The most severe SLE complication (usually within 5 years; 10-year survival 73%), from immunocomplex deposition + autoreactive T cells and glomerular thrombosis; active disease shows hypertension, ↓GFR, proteinuria, and edema.
▶How does SLE affect pregnancy?
Higher risk of preeclampsia, spontaneous abortion, IUGR, and preterm delivery, with flares in 25%; conception is advised only during sustained remission.
▶What is Sjögren's syndrome?
Immune destruction of the lacrimal and salivary glands → keratoconjunctivitis sicca (dry eyes) and xerostomia (dry mouth).
▶How do primary and secondary Sjögren's syndrome differ?
Primary (60%): spontaneous, more severe sicca symptoms. Secondary (40%): occurs with RA/SLE and is milder.
▶What is the pathogenesis and malignancy risk of Sjögren's syndrome?
CD4⁺ T cells attack ductal epithelial antigens with autoantibodies to RNP (SS-A/SS-B); risks include pseudolymphoma (10%) and Hodgkin lymphoma (1%).
▶What is systemic sclerosis (scleroderma)?
Intensive fibrosis of skin, GI tract, kidney, heart, lung, and muscle, with skin as the main target.
▶What distinguishes diffuse from limited systemic sclerosis (CREST)?
Diffuse: widespread skin involvement, rapid, early GI disease. Limited: face/fingers, late GI — CREST (Calcinosis, Raynaud, Esophageal dysmotility, Sclerodactyly, Telangiectasia).

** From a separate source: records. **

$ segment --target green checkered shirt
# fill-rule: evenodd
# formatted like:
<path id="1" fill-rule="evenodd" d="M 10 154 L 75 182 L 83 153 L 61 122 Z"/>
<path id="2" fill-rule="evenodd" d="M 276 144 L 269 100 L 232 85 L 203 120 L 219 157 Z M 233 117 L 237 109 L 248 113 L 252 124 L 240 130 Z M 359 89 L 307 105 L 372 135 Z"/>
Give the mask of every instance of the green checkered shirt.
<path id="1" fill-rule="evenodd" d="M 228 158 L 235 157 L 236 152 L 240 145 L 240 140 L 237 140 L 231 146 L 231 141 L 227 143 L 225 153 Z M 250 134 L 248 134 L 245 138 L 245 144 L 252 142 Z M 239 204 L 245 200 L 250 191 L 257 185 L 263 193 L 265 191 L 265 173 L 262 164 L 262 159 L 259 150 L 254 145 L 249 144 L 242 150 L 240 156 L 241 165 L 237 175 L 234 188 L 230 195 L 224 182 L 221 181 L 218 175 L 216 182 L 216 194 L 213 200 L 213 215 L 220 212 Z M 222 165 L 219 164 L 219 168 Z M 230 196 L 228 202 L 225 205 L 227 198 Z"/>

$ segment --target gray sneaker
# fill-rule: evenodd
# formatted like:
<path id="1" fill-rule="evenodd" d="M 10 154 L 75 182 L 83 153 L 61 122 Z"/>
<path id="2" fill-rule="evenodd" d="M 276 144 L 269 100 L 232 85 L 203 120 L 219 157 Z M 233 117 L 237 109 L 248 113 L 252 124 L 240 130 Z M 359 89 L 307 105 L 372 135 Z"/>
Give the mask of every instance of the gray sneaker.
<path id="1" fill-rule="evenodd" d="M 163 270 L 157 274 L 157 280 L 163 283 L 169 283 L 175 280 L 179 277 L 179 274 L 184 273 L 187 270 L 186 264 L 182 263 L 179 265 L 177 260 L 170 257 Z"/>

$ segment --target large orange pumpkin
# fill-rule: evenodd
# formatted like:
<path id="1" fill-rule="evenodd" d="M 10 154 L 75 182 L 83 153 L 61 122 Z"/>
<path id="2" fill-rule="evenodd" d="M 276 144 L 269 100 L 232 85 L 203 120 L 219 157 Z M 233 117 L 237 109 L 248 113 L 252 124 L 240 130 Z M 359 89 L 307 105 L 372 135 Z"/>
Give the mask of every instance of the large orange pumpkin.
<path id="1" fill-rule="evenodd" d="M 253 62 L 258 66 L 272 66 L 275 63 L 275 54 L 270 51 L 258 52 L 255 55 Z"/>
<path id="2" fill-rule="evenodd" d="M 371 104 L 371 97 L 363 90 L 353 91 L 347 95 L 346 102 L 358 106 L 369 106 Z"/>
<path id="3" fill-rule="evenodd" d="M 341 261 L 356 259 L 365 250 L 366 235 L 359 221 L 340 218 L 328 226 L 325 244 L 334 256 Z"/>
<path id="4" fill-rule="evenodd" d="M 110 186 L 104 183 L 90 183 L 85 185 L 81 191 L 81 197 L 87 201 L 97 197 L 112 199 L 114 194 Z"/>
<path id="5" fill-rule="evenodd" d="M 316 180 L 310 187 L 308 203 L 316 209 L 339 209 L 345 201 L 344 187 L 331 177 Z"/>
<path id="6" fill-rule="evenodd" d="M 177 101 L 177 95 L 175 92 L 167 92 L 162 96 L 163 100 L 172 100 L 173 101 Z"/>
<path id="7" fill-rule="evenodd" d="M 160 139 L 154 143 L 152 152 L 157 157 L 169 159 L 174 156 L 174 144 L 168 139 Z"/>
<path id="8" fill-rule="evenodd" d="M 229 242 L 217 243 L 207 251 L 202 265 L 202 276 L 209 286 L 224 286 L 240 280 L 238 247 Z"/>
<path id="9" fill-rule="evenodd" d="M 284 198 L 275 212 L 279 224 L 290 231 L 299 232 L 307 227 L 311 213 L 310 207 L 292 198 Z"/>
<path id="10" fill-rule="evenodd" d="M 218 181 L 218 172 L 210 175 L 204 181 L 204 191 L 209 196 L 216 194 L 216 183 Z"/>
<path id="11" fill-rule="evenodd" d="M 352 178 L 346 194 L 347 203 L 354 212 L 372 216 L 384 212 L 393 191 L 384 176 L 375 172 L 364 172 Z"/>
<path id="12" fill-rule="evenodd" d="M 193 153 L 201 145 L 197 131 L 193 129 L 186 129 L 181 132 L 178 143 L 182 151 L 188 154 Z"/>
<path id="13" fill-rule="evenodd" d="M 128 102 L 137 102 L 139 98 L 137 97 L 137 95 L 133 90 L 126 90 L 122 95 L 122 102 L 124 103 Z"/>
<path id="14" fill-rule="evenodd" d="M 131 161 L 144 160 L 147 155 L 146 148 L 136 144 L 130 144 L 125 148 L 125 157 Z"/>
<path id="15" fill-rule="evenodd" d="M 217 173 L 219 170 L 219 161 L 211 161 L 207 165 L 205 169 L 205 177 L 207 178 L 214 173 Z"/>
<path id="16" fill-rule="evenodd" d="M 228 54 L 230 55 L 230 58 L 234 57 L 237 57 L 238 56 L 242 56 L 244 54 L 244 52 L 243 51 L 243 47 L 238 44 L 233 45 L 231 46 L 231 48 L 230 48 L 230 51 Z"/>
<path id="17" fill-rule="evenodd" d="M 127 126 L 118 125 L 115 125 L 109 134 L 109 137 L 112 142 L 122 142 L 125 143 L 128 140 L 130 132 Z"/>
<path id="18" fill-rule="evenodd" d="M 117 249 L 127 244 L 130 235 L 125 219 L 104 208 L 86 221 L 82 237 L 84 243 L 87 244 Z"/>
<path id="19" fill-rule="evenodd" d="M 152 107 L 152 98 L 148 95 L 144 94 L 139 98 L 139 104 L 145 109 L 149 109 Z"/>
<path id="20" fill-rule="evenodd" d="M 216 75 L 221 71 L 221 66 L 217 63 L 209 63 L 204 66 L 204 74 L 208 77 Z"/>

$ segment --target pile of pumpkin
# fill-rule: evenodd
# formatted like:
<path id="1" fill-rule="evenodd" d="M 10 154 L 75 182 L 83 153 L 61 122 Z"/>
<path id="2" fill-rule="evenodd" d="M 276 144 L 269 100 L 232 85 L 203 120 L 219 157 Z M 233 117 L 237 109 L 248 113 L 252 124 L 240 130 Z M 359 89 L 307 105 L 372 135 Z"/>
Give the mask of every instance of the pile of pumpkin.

▶What is the pathomechanism of systemic sclerosis?
An abnormal T-cell response to an unknown antigen → cytokines (IL-1, TGF-β, PDGF) → ↑collagen synthesis/deposition → excessive fibrosis; B cells make ANAs (anti-centromere, anti-Scl-70), with no organ autoantibody deposition.

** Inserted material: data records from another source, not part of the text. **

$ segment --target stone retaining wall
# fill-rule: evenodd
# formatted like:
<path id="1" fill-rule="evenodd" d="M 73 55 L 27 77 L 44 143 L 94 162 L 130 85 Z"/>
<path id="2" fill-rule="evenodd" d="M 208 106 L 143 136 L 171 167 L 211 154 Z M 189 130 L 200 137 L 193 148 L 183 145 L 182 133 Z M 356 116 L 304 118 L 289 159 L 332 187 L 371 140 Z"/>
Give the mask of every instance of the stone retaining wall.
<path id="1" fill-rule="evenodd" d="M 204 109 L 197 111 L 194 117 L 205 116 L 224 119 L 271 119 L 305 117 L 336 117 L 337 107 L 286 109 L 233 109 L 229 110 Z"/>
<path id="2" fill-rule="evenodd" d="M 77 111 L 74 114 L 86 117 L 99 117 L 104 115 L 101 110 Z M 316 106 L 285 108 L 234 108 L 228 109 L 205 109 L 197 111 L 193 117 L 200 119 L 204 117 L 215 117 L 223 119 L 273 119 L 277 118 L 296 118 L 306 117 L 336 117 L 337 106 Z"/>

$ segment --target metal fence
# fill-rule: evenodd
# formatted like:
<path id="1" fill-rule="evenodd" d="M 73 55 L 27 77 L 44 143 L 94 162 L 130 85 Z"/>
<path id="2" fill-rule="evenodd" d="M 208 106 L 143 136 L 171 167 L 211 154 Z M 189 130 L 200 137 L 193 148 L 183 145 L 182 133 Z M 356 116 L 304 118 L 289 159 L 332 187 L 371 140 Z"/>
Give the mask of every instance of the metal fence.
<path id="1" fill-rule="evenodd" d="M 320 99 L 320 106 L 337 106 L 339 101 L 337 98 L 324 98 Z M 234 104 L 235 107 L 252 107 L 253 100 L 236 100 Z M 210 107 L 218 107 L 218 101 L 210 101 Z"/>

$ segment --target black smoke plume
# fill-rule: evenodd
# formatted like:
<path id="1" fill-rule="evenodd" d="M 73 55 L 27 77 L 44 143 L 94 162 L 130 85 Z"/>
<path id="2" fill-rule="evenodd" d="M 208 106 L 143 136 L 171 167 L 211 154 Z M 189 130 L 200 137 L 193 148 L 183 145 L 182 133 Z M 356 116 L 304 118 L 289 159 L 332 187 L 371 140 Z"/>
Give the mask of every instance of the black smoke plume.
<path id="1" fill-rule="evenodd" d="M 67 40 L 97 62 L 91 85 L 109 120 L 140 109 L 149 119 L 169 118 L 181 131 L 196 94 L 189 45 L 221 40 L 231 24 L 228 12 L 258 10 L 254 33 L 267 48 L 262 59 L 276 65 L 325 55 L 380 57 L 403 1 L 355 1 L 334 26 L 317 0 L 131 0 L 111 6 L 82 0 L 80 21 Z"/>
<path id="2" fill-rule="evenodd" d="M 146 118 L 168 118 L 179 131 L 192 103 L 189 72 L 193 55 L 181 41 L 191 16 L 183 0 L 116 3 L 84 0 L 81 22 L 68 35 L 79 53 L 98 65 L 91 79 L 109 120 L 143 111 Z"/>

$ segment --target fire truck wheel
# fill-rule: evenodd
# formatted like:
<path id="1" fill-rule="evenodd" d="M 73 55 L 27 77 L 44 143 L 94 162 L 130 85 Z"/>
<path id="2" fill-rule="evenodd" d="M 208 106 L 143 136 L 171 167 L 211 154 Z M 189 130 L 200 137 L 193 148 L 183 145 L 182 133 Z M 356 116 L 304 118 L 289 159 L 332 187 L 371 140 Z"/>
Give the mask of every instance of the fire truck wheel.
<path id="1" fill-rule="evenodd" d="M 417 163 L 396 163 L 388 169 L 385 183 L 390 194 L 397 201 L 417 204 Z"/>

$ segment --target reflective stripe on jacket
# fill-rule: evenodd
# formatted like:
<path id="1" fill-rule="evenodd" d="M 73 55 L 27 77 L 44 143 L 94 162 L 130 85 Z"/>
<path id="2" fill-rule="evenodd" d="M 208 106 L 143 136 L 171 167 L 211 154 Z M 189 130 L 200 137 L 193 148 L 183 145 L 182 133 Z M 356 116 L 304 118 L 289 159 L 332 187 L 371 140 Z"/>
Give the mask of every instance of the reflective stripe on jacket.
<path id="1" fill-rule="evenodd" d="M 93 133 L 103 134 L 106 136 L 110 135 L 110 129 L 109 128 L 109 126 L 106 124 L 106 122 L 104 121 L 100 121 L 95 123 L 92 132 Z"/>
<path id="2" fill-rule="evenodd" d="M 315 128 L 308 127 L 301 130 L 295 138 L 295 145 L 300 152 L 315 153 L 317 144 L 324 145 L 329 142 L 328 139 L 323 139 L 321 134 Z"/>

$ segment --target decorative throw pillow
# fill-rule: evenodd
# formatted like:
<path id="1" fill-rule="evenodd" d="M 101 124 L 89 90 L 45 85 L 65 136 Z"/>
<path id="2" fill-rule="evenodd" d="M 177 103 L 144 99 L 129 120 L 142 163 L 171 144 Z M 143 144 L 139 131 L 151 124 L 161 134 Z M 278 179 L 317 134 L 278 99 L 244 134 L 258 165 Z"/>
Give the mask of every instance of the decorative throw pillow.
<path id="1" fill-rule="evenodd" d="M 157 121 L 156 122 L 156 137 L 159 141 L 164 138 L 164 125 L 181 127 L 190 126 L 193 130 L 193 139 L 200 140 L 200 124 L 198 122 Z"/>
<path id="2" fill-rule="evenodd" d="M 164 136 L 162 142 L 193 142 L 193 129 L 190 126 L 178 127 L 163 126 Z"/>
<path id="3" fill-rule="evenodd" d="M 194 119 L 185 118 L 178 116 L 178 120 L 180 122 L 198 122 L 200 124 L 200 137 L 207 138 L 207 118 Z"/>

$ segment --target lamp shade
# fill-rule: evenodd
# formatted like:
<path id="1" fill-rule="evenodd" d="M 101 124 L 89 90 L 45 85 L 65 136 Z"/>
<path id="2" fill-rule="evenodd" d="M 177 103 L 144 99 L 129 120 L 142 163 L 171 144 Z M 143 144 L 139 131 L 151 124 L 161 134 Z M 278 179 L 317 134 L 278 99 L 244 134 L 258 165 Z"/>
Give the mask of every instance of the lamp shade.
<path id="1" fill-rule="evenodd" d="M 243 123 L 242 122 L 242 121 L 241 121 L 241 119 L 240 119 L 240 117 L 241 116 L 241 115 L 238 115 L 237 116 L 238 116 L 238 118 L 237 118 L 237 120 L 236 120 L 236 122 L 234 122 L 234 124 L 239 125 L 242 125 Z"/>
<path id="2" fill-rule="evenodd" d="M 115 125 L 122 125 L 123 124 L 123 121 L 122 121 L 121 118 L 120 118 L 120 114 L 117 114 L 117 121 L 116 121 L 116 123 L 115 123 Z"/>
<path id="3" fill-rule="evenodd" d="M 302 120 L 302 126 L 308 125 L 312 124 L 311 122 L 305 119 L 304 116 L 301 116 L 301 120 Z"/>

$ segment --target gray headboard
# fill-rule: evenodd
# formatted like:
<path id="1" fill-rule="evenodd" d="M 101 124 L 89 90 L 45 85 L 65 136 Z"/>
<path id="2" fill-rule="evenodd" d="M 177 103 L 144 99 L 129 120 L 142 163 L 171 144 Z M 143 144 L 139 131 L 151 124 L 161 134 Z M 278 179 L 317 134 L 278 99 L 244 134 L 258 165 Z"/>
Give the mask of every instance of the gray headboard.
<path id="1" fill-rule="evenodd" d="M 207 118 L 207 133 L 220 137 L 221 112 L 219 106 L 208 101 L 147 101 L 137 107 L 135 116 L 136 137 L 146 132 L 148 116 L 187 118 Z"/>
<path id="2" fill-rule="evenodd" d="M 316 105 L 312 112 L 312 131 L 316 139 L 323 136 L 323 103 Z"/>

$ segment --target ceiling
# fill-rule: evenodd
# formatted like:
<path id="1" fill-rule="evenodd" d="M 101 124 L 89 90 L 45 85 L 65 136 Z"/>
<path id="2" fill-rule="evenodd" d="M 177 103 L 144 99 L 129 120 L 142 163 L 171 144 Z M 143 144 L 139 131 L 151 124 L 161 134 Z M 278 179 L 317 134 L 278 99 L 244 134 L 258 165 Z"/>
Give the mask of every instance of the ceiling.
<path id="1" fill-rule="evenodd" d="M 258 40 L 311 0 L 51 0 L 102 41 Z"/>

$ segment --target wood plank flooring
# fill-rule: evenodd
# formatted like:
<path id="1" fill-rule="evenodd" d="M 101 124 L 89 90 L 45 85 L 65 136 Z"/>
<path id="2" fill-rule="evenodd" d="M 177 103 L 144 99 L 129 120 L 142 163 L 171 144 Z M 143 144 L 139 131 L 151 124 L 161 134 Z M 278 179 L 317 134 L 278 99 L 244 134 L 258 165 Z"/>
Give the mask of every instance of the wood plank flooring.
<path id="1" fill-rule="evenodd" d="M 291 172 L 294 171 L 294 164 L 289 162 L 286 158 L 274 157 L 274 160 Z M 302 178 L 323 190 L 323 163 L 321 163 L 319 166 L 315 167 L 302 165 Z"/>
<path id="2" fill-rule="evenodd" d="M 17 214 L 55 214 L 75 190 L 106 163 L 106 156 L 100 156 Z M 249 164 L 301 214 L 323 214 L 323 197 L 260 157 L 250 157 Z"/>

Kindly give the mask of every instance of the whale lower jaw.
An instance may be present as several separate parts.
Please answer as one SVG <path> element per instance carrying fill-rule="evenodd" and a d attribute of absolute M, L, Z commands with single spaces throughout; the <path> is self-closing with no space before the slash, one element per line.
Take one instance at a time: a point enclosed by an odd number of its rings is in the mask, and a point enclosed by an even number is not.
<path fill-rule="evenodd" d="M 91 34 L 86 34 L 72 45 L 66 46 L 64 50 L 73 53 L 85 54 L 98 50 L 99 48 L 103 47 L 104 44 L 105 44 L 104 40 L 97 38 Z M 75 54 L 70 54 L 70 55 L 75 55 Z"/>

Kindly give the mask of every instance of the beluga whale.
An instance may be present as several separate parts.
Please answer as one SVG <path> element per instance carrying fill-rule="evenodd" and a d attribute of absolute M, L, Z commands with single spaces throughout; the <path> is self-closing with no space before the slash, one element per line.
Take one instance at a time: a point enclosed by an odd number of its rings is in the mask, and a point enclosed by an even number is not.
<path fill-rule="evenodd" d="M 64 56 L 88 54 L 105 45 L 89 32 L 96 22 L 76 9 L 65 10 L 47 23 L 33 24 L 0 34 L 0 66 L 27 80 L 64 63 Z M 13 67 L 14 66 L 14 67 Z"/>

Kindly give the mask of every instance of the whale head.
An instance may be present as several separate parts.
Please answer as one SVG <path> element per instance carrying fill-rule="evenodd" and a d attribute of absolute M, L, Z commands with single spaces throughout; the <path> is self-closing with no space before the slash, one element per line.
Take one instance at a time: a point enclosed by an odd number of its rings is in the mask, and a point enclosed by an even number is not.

▶Why is lung disease life-threatening in systemic sclerosis?
Parenchymal inflammation with Th2/M2-driven fibroblast proliferation, autoantibody vascular damage → microthrombi → pulmonary arterial hypertension, and interstitial fibrosis.

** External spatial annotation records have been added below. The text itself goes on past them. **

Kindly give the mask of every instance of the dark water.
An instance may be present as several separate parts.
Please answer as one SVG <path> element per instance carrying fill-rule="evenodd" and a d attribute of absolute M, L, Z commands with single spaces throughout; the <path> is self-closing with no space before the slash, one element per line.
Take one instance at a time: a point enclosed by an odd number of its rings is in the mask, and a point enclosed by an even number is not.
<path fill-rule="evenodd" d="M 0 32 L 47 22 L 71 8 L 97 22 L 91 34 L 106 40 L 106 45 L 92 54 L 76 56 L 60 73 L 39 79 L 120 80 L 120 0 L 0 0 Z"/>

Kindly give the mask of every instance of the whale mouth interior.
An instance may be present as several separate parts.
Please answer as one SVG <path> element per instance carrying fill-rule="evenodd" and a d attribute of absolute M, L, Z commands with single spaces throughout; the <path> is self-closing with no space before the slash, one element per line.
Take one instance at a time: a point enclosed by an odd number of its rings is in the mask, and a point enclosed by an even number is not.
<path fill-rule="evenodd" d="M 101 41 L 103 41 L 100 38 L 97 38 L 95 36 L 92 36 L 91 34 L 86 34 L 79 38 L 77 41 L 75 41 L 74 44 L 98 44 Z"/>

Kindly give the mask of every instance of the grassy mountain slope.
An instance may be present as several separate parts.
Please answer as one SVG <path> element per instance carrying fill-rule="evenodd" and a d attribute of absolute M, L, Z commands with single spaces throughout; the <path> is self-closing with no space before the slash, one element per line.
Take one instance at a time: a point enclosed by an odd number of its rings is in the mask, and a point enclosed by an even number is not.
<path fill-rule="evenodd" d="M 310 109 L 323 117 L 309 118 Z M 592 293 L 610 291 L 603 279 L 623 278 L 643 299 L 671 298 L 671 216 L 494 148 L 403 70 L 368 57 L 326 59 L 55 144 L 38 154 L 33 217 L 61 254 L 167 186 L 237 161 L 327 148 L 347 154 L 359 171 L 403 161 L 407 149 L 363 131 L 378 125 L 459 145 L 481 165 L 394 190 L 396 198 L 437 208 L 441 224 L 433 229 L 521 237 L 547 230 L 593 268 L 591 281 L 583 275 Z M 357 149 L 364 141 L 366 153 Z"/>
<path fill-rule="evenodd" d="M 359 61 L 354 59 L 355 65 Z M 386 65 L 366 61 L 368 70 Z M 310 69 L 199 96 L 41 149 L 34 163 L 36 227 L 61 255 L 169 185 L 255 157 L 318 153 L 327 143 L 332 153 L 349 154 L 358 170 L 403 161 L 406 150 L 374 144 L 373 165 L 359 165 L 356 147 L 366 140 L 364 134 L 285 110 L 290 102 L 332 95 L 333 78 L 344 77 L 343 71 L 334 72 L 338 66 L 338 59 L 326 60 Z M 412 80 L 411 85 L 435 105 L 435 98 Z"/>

▶How are ANAs detected, and what is the test's limitation?
By indirect immunofluorescence, which is sensitive but not specific.
▶Which autoantibodies are specific to systemic sclerosis subtypes?
Anti-centromere (limited/CREST) and anti-topoisomerase (Scl-70, diffuse).
▶What environmental factor is linked to systemic sclerosis?
Silica exposure.
▶What is the role of antiphospholipid antibodies in SLE?
They cause antiphospholipid syndrome and glomerular thrombosis, contributing to lupus nephritis and pregnancy complications.